Technology

Agent Cuttlefish hardware — a Turing Pi RK1 board housed in a custom 3D-printed cuttlefish sculpture with colour-changing LED lights

Agent Cuttlefish has lived on a number of different computers over the past year. Its current home is a Turing Pi RK1, with supporting services coming from a Raspberry Pi NAS and a Jetson Orin Nano.

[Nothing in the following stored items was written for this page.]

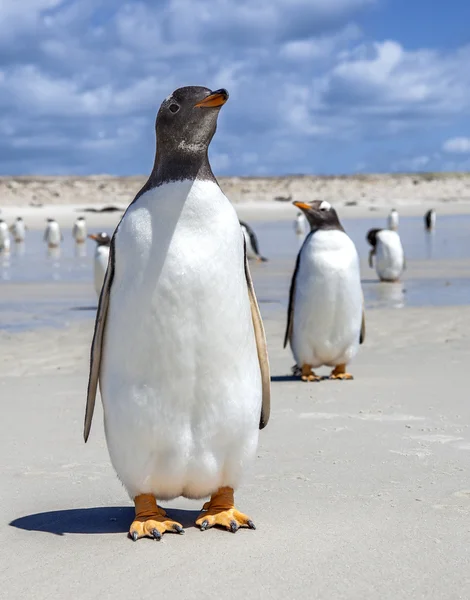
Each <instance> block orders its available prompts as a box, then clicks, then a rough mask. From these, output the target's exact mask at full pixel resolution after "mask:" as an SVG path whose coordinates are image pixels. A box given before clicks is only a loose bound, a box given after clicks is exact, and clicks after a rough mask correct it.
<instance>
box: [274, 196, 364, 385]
mask: <svg viewBox="0 0 470 600" xmlns="http://www.w3.org/2000/svg"><path fill="white" fill-rule="evenodd" d="M294 205H295V206H297V207H298V208H300V209H301V210H302V211H303V212H304V214H305V216H306V218H307V221H308V223H309V225H310V233H309V234H308V235H307V237H306V238H305V241H304V243H303V245H302V247H301V249H300V251H299V253H298V255H297V261H296V265H295V269H294V273H293V276H292V281H291V286H290V292H289V308H288V312H287V327H286V334H285V338H284V348H285V347H286V345H287V343H288V342H289V343H290V347H291V349H292V353H293V355H294V358H295V361H296V366H295V367H294V368H293V372H294V373H298V374H300V375H301V378H302V380H303V381H320V379H321V377H320V376H318V375H317V374H316V373H315V372H314V371H313V369H316V368H318V367H321V366H328V367H333V370H332V372H331V374H330V379H353V377H352V375H351V374H350V373H348V372H347V370H346V365H347V364H348V363H349V362H350V361H351V360H352V359H353V358H354V356H355V355H356V353H357V351H358V349H359V345H360V344H362V342H363V341H364V338H365V318H364V300H363V294H362V287H361V276H360V270H359V257H358V254H357V251H356V247H355V245H354V243H353V241H352V240H351V238H349V236H348V235H347V234H346V232H345V231H344V229H343V226H342V225H341V223H340V221H339V218H338V215H337V213H336V211H335V209H334V208H333V207H332V206H331V205H330V203H329V202H326V201H321V200H315V201H313V202H309V203H304V202H294Z"/></svg>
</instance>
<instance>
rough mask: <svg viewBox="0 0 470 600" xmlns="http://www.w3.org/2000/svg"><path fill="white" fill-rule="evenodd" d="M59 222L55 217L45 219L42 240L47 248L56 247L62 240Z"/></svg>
mask: <svg viewBox="0 0 470 600" xmlns="http://www.w3.org/2000/svg"><path fill="white" fill-rule="evenodd" d="M63 239H64V238H63V236H62V233H61V231H60V227H59V223H57V221H56V220H55V219H47V225H46V229H45V231H44V241H45V242H46V243H47V247H48V248H58V247H59V246H60V242H61V241H62V240H63Z"/></svg>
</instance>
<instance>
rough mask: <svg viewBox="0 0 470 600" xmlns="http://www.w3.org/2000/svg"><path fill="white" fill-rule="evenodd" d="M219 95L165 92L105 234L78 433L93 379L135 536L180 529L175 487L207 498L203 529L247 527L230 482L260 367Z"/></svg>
mask: <svg viewBox="0 0 470 600" xmlns="http://www.w3.org/2000/svg"><path fill="white" fill-rule="evenodd" d="M227 99H228V93H227V92H226V90H224V89H221V90H217V91H215V92H211V91H210V90H209V89H207V88H204V87H184V88H179V89H177V90H176V91H174V92H173V93H172V94H170V96H168V97H167V98H166V99H165V100H164V101H163V103H162V105H161V107H160V110H159V111H158V114H157V119H156V136H157V150H156V156H155V163H154V167H153V170H152V173H151V175H150V177H149V179H148V181H147V183H146V184H145V185H144V186H143V188H142V189H141V190H140V191H139V192H138V194H137V196H136V197H135V199H134V201H133V202H132V203H131V204H130V206H129V207H128V209H127V211H126V212H125V214H124V216H123V217H122V220H121V222H120V223H119V225H118V227H117V228H116V231H115V233H114V235H113V238H112V240H111V246H110V256H109V266H108V269H107V271H106V277H105V281H104V285H103V290H102V292H101V296H100V301H99V306H98V312H97V317H96V323H95V333H94V337H93V343H92V351H91V361H90V377H89V384H88V396H87V408H86V414H85V428H84V437H85V441H86V440H87V438H88V435H89V432H90V426H91V420H92V415H93V409H94V404H95V396H96V390H97V385H98V381H99V383H100V391H101V398H102V402H103V408H104V421H105V432H106V441H107V445H108V450H109V454H110V457H111V461H112V463H113V466H114V468H115V470H116V472H117V474H118V476H119V479H120V480H121V481H122V483H123V484H124V486H125V487H126V489H127V491H128V493H129V496H130V497H131V498H132V499H133V501H134V503H135V519H134V521H133V523H132V524H131V526H130V529H129V535H130V537H131V538H132V539H133V540H134V541H135V540H137V539H139V538H142V537H152V538H155V539H157V540H159V539H161V537H162V534H163V533H164V532H167V531H169V532H176V533H182V531H183V529H182V526H181V524H180V523H177V522H176V521H174V520H173V519H172V518H171V517H170V516H169V515H167V514H166V512H165V511H164V510H163V509H162V508H161V507H160V506H158V505H157V501H156V500H157V499H159V500H169V499H171V498H176V497H178V496H183V497H185V498H193V499H200V498H204V497H207V496H209V495H210V496H211V497H210V500H209V502H206V503H205V504H204V506H203V508H202V512H201V514H200V515H199V517H198V518H197V519H196V525H197V526H199V527H200V528H201V530H205V529H207V528H209V527H212V526H214V525H218V526H220V527H223V528H225V529H227V530H229V531H232V532H235V531H237V529H238V528H239V527H241V526H245V527H249V528H251V529H254V528H255V527H254V524H253V522H252V520H251V519H250V518H249V517H247V516H246V515H244V514H242V513H241V512H239V511H238V510H236V509H235V506H234V489H235V488H236V487H237V486H238V485H239V483H240V479H241V477H242V475H243V473H244V471H245V469H246V467H247V465H248V463H250V462H251V460H252V459H253V458H254V457H255V456H256V449H257V444H258V435H259V429H262V428H263V427H265V426H266V424H267V421H268V418H269V410H270V408H269V407H270V375H269V363H268V356H267V349H266V340H265V335H264V329H263V324H262V321H261V317H260V313H259V309H258V304H257V301H256V296H255V292H254V289H253V284H252V280H251V276H250V271H249V267H248V261H247V256H246V250H245V244H244V237H243V234H242V232H241V230H240V224H239V221H238V218H237V215H236V212H235V209H234V208H233V205H232V204H231V203H230V201H229V200H228V199H227V198H226V196H225V195H224V193H223V192H222V190H221V189H220V187H219V185H218V183H217V181H216V179H215V177H214V175H213V173H212V170H211V167H210V164H209V159H208V147H209V143H210V141H211V139H212V137H213V135H214V133H215V130H216V125H217V117H218V114H219V111H220V108H221V107H222V106H223V105H224V104H225V102H226V101H227Z"/></svg>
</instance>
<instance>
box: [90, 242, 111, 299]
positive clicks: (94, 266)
mask: <svg viewBox="0 0 470 600" xmlns="http://www.w3.org/2000/svg"><path fill="white" fill-rule="evenodd" d="M88 237H89V238H90V239H91V240H94V241H95V242H96V249H95V257H94V261H93V267H94V268H93V274H94V283H95V290H96V295H97V296H98V298H99V297H100V294H101V289H102V287H103V283H104V277H105V275H106V269H107V268H108V261H109V249H110V244H111V238H110V237H109V235H108V234H107V233H106V232H104V231H102V232H101V233H91V234H90V235H89V236H88Z"/></svg>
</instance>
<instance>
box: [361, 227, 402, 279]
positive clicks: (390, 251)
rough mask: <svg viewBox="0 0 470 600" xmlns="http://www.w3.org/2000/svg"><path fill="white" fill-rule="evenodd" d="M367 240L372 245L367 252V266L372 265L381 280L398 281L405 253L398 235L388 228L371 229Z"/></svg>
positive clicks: (399, 277)
mask: <svg viewBox="0 0 470 600" xmlns="http://www.w3.org/2000/svg"><path fill="white" fill-rule="evenodd" d="M367 241H368V242H369V244H370V245H371V246H372V249H371V251H370V252H369V267H370V268H371V269H372V268H373V267H374V263H373V257H374V256H375V270H376V272H377V275H378V277H379V279H380V280H381V281H390V282H393V281H398V280H399V278H400V275H401V274H402V272H403V269H404V268H405V253H404V251H403V246H402V244H401V240H400V236H399V235H398V233H397V232H396V231H390V230H389V229H371V230H369V231H368V233H367Z"/></svg>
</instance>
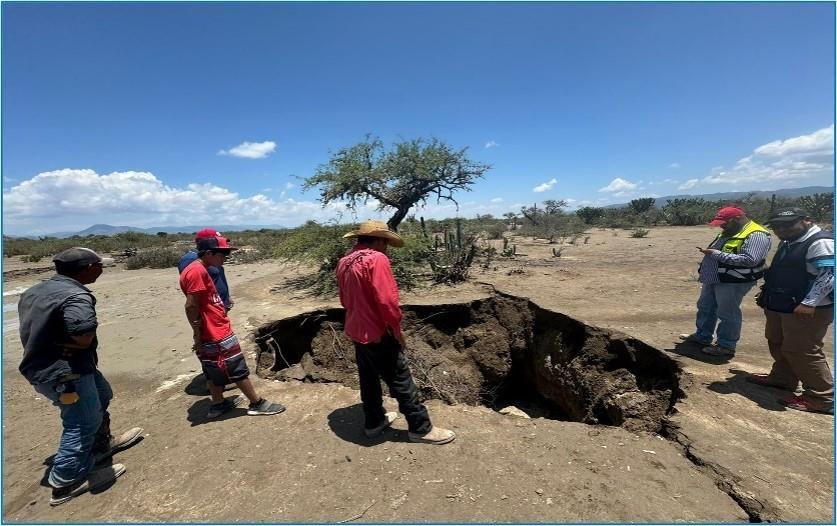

Agent Cuttlefish is an ongoing artistic, technical, and research project. The agent combines open-source AI frameworks, large language models, agentic workflow systems, and custom-made software. A key design principle is the use of open-source software and openly available AI models wherever practical. The system is designed to be resilient and future-proof, with data stored in simple, widely readable formats, hosted locally and backed up regularly across multiple systems. Agent Cuttlefish also aims to avoid unnecessary dependence on proprietary platforms, hardware, and closed ecosystems.

Software

As of June 2026, Agent Cuttlefish runs on a technology stack built around Hermes Agent, Ollama, Open WebUI, and Astro. Hermes Agent orchestrates autonomous tasks and workflows, while Ollama serves locally hosted and cloud open-weight language models. Open WebUI provides the primary conversational interface, and Astro is used to build fast, static websites. Together, these technologies form a largely open-source, locally hosted infrastructure for creative AI practice, research, and experimentation.

Hardware

AI agents do not necessarily need power-hungry computers. Agent Cuttlefish currently runs on a Turing Pi RK1 board (aarch64, 8-core ARM, 16GB RAM) with a 256GB SSD. It runs 24 hours per day.

For advanced reasoning and language tasks, Agent Cuttlefish uses the Kimi-K2.6 model via Ollama Cloud, while smaller, faster models can also run locally on the RK1 and a nearby NVIDIA Jetson Orin Nano system. This hybrid approach allows the agent to balance local control, low-power operation, and access to more capable cloud-based AI models when required.

The entire system is backed up regularly to a locally hosted Raspberry Pi NAS, helping ensure long-term resilience and recoverability of the project's data, archives, and software environment.